Question

In two alloys, copper and Zinc are related in the ratio of $ 4:1 $ and $ 1:3 $ . 10 Kg of 1st alloy, 16 kg of 2nd alloy and some of pure copper are melted together in which ratio of copper to zinc was $ 3:2 $ . find the weight of the new alloy.
A. 35 Kg
B. 45 Kg
C. 40 Kg
D. 50 Kg

Answer 1

Hint: We first assume the weight of the pure copper. Then we find the individual amount of copper and Zinc in the two alloys that are given. We have to add the individual amounts and then find the ratio of the copper and zinc.

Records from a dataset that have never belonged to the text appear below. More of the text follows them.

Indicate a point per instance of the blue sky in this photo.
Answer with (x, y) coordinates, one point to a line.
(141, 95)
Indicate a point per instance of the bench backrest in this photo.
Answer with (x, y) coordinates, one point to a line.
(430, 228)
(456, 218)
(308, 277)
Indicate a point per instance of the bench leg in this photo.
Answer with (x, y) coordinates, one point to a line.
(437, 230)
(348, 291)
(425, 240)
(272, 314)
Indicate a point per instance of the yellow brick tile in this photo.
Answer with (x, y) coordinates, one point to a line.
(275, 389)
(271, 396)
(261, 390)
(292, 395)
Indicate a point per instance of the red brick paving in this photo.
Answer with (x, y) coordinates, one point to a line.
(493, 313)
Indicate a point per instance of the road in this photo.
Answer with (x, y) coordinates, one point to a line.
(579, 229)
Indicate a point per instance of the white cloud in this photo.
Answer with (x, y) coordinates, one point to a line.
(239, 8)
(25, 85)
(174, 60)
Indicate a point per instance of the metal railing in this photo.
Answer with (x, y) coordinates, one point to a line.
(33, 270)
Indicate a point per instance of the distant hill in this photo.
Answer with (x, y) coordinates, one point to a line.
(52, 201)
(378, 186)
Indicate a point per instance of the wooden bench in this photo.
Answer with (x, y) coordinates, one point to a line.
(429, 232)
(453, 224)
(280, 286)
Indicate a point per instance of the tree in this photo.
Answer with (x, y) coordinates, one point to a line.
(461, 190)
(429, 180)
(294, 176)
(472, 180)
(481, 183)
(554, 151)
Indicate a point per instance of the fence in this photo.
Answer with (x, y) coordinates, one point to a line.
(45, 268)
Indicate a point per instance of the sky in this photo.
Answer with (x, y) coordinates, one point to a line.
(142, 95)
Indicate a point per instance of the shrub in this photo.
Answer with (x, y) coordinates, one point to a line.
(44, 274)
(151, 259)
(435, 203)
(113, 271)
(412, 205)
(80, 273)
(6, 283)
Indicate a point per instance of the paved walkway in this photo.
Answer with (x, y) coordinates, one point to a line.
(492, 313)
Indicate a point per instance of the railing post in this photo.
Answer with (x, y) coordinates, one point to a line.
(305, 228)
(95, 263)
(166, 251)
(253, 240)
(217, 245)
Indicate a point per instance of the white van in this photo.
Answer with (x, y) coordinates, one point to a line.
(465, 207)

Complete step by step solution:
Let’s assume the pure copper that has been added is of weight $ x $ kg.
In 10 Kg of 1st alloy the ratio of copper and Zinc is $ 4:1 $ .
Therefore, the exact weight of individual copper and Zinc is $ \dfrac{10\times 4}{4+1}=8 $ and $ \dfrac{10\times 1}{4+1}=2 $ .
In 16 kg of 2nd alloy the ratio of copper and Zinc is $ 1:3 $ .
Therefore, the exact weight of individual copper and Zinc is $ \dfrac{16\times 1}{3+1}=4 $ and $ \dfrac{16\times 3}{3+1}=12 $ .
The new alloy contains a total amount of copper as $ 8+4+x=x+12 $ and zinc as $ 2+12=14 $ kg.
In new alloy the ratio of copper to zinc is $ 3:2 $ .
Therefore, $ \dfrac{x+12}{14}=\dfrac{3}{2} $ . We solve the equation to get
 $
   \dfrac{x+12}{14}=\dfrac{3}{2} \\
  \Rightarrow 2x+24=42 \\
  \Rightarrow 2x=42-24=18 \\
  \Rightarrow x=\dfrac{18}{2}=9 \;
 $
So, the total weight of the new alloy is $ 10+16+9=35 $ kg. The correct option is A.
So, the correct answer is “Option A”.

Note: It’s better to assume the weight of the pure copper than assuming the total weight for the new alloy as that helps in calculation. The ratio of the items helps us find the proportional fraction value of the respective items.